Southern Co. subsidiary Mississippi Power reported that integrated operation of the facility’s two gasifiers and combustion turbines has “continued for periods” since late January. In the past month, the project has also captured carbon dioxide and placed it in the pipeline for use in enhanced oil recovery.
However, the company was once again forced to adjust the project’s schedule after Mississippi Power determined that an outage was needed to remove ash deposits from Gasifier B’s ash removal system. The gasifier has been producing syngas 60% of the time since November 2016. During the outage, Gasifier A and one combustion turbine are expected to remain operational, continuing to produce power as well as sulfuric acid and ammonia as designed. But the full IGCC project won’t be placed into service until mid-March.
Fueled by locally mined lignite, the 582-MW plant uses first-of-its-kind technology to capture its carbon emissions. Owing to a number of technical hurdles, the project has been delayed nearly three years. It was originally projected to be placed into service in May 2014.
Meanwhile, costs associated with the delays have mushroomed. The project’s original cost estimate outlined in a 2012 certificate of public convenience and necessity order was $2.4 billion, net of $245 million in grants awarded to the project by the Energy Department under the Clean Coal Power Initiative Round 2. That figure didn’t include the cost of the lignite mine and equipment and the cost of the carbon dioxide pipeline facilities.
Total project costs have now climbed to $7.1 billion.
As it announced the new delay on February 22, Mississippi Power said that it had completed an updated economic viability analysis of the project, which was required by the 2012 Mississippi Public Service Commission order.
The analysis, which measured the economics of the Kemper project compared to feasible alternatives—including natural gas combined cycle generating units—shows that “projected long-term natural gas prices, and to a lesser extent an increase in operating costs of the project, negatively impact the economic viability of Kemper,” Mississippi Power said in a statement.
In a fourth quarter earnings call on February 22, Southern Co. President and CEO Thomas Fanning noted that the company has filed economic viability analyses since 2009, whenever the company saw a major change.
“We didn’t see a major change in 2015, so we didn’t file one there,” he said. “And then in 2016, the predominant change that we saw really related to a lower long-term gas price forecast.

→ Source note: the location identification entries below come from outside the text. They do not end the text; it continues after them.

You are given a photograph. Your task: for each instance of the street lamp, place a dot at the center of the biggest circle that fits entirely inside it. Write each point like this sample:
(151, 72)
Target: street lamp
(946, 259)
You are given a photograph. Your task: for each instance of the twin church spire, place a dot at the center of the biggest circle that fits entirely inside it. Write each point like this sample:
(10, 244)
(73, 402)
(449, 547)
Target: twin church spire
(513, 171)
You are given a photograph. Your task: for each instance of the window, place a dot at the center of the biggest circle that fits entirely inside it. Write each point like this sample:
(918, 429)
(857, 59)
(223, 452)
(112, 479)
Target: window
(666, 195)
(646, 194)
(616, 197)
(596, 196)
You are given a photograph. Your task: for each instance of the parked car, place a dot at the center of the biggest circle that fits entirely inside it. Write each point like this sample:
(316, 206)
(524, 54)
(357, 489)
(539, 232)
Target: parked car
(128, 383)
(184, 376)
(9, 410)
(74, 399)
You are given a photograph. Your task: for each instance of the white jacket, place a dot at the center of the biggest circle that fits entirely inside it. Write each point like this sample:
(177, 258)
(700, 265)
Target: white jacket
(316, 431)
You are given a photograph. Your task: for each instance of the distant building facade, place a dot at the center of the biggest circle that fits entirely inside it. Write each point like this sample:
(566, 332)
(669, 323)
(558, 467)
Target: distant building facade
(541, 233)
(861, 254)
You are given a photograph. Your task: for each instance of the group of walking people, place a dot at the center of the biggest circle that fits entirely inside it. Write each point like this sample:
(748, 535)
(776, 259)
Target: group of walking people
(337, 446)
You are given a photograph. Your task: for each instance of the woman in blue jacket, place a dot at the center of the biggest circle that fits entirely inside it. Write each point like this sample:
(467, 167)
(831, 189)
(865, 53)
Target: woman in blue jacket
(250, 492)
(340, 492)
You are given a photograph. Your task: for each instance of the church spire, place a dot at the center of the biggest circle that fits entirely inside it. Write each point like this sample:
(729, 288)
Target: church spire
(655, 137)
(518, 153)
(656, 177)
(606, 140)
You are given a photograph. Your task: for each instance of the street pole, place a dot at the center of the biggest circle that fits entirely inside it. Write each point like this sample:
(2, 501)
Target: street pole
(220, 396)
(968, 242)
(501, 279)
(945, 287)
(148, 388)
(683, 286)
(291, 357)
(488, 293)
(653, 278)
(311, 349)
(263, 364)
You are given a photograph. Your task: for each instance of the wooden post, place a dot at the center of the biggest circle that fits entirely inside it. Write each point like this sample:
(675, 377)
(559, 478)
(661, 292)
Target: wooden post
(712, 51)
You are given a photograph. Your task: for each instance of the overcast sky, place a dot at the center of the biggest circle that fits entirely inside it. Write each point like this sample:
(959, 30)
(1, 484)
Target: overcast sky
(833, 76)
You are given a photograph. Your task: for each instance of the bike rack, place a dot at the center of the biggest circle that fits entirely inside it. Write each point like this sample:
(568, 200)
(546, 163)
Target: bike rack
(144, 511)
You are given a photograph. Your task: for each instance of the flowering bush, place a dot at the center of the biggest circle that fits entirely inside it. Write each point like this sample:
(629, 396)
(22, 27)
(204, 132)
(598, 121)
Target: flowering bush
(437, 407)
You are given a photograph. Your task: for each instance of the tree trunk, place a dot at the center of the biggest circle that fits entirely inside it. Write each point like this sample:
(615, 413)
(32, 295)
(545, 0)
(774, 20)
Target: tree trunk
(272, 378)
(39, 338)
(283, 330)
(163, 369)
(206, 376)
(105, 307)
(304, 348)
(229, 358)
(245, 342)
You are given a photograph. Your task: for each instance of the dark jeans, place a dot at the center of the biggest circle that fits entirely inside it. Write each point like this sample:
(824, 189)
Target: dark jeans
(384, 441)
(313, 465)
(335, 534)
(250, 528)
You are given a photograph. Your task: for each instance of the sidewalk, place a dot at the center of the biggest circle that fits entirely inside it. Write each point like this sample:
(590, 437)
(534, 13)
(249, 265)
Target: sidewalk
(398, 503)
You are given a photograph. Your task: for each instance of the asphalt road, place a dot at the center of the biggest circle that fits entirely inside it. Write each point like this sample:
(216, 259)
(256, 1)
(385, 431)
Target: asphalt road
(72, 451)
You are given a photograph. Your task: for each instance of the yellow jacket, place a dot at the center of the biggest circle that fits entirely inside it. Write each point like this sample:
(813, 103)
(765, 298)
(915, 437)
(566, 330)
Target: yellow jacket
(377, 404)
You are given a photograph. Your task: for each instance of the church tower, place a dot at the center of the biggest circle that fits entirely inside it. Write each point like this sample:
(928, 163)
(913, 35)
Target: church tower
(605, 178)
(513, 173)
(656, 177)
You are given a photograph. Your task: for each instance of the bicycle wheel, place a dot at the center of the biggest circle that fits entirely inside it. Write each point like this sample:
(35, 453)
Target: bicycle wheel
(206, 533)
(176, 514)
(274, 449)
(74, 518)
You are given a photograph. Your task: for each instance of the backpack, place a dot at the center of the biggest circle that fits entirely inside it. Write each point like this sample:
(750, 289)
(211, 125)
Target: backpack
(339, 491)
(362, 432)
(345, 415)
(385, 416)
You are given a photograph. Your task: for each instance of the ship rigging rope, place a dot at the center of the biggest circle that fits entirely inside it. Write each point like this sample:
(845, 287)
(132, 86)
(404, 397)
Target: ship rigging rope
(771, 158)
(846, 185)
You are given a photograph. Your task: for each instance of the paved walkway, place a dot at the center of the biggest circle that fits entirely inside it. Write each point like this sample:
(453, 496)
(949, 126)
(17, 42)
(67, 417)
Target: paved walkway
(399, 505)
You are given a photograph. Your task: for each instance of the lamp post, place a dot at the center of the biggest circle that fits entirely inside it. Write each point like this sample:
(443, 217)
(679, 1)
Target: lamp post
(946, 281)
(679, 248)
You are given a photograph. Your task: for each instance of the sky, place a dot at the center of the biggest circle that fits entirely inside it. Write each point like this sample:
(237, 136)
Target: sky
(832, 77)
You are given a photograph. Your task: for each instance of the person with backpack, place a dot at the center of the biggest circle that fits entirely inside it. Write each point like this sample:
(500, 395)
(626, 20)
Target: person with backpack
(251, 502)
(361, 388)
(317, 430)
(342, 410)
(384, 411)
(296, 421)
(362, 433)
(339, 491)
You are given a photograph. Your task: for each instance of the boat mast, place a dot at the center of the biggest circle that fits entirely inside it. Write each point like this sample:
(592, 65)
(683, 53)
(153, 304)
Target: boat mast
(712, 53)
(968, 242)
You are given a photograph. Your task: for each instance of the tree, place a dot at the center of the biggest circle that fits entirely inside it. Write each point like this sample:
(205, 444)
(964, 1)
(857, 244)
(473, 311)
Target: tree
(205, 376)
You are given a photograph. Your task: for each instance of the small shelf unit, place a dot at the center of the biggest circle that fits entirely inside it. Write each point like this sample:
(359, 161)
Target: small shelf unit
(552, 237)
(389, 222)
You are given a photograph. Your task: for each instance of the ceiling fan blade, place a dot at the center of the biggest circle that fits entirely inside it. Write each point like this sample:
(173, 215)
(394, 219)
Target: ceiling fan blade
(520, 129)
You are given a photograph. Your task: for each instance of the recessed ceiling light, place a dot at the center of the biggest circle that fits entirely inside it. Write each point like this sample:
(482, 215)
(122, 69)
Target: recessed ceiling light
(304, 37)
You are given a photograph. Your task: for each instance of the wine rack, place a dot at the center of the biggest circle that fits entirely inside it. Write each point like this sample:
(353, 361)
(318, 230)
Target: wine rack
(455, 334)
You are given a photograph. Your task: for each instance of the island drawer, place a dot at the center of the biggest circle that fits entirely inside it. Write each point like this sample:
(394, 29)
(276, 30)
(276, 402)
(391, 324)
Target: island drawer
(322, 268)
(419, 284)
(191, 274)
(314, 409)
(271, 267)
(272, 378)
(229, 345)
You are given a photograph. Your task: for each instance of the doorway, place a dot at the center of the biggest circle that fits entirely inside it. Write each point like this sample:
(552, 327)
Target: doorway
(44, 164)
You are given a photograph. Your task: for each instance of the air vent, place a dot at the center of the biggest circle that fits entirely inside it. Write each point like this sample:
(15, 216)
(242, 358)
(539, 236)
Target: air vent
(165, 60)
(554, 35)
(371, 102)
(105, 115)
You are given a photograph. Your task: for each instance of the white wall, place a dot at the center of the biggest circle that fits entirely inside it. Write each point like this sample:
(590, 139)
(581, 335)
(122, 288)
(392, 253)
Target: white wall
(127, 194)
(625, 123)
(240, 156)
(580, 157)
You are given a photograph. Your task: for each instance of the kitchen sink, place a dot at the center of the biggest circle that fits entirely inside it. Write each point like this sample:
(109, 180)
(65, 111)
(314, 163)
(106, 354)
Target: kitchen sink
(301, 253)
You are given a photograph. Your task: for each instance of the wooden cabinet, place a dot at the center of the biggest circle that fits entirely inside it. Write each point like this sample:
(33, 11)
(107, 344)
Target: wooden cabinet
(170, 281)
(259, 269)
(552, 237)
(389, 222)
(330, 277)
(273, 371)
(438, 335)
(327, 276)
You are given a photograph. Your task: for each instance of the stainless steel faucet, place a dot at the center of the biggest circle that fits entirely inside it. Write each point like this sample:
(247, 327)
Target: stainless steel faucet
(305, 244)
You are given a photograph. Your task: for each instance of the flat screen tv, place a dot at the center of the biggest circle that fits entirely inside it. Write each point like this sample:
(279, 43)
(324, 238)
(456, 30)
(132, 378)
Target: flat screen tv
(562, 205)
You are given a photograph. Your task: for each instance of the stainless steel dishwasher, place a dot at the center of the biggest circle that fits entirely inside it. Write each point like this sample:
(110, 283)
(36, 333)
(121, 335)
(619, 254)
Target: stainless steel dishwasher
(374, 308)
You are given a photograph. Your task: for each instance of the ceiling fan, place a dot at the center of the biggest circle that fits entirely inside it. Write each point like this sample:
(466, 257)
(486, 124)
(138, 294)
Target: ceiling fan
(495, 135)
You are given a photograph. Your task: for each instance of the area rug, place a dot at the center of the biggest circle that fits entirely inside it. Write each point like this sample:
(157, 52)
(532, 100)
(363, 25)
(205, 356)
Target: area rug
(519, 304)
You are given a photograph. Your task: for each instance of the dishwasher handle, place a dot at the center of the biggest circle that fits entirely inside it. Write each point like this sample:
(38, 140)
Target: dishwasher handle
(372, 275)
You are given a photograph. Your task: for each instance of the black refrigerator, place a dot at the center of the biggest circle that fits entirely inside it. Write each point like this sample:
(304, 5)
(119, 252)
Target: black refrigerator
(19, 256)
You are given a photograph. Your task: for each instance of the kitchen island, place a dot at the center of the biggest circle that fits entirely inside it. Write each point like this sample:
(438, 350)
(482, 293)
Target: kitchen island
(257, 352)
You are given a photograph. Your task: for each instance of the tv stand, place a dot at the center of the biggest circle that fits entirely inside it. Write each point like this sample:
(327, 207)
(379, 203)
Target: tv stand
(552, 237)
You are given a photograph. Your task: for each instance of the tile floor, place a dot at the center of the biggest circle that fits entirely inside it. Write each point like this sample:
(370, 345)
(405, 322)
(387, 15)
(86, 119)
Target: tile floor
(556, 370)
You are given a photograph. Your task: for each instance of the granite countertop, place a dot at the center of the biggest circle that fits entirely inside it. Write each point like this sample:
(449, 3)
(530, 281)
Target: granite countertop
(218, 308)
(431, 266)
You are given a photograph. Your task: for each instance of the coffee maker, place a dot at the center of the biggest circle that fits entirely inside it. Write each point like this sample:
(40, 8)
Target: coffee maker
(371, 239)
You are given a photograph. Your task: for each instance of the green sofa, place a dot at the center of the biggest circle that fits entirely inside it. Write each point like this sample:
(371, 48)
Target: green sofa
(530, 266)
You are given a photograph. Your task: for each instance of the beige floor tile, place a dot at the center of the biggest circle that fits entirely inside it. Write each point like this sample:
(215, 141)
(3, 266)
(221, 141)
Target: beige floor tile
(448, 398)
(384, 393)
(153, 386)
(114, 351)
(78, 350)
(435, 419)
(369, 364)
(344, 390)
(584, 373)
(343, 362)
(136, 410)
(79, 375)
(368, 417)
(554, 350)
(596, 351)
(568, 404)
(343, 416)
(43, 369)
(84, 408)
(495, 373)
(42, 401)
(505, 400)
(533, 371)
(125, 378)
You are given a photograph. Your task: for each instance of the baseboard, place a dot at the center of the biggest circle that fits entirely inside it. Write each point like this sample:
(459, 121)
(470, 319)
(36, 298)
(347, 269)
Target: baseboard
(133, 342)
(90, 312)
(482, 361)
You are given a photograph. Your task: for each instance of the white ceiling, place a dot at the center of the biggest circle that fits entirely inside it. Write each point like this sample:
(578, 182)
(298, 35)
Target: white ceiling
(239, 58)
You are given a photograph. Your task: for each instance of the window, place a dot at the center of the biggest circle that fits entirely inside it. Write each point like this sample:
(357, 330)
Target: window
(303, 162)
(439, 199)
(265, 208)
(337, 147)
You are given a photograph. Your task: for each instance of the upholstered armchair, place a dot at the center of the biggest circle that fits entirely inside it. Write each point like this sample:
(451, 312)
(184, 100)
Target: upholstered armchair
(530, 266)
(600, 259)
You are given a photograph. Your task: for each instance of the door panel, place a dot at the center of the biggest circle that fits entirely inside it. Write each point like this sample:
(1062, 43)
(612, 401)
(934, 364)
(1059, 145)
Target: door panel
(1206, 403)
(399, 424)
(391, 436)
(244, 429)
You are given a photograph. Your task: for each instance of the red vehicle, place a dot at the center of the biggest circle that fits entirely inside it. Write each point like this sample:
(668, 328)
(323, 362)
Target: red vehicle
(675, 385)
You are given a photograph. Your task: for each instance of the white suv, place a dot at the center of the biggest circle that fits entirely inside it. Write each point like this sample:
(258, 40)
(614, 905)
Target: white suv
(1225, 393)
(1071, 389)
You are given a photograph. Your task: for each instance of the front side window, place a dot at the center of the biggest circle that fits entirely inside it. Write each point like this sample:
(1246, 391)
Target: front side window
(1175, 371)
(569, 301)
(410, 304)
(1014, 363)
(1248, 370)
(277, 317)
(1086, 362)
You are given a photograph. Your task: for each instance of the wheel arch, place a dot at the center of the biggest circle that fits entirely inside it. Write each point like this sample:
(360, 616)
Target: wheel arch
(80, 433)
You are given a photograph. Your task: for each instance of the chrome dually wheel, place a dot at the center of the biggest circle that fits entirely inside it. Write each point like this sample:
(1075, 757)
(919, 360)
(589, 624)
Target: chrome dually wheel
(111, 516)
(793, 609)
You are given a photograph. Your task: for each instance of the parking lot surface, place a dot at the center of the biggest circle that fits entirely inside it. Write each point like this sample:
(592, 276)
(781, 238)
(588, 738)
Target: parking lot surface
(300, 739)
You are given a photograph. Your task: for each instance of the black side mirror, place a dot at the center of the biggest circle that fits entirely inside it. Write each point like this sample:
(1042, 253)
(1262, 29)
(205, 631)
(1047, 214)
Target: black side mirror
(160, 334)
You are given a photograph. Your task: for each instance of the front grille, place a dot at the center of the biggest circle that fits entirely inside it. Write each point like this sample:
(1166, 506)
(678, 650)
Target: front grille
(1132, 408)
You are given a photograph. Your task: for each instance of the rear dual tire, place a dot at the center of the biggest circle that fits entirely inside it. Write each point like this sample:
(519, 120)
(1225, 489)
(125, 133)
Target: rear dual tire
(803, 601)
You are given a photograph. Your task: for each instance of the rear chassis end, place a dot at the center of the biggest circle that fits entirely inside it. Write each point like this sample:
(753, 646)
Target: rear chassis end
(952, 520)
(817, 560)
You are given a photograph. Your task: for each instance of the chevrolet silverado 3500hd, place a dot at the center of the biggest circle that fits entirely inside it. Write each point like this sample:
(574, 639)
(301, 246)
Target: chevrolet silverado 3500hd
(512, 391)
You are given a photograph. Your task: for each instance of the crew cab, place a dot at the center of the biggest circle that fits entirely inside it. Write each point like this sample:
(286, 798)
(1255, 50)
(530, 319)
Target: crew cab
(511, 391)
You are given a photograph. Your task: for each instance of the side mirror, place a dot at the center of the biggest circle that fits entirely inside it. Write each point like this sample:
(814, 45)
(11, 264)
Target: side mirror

That was kind of by far the major effect. And it resulted in a reduction of gas price forecasts of 25% to 30%.”
When Southern Co. first filed for a certificate of public convenience and necessity at the Mississippi Public Service Commission in January 2009, the company did not anticipate a proliferation of cheap gas. “When we had this plant certificated, we all thought that gas prices were going to be double digits and there was some spread that were way higher than where we are now,” Fanning said in the earnings call.
“The big change is really related to gas prices,” he added. “Obviously, operating costs did go up since 2015 about $40 million a year, but it’ll just be part of the input that goes into the evaluation of recovery.”
However, he added: “I’m very happy to say that once we achieve in-service, we will be able to give the regulators and the customers of Mississippi essentially what was certificated back in 2010.”
Still, the company will discuss the possibility of converting and running the facility on natural gas with the commission as it files for both a traditional rate case and an alternative multiyear rate mitigation plan, as provided for under Mississippi legislation passed in 2013, Fanning said.
“The other thing that that analysis still ignores is, ‘What’s the value of the plant as a gas hedge?’” he noted. “So there is absolute value there. It’ll be interesting to see how all that assessment goes forward.”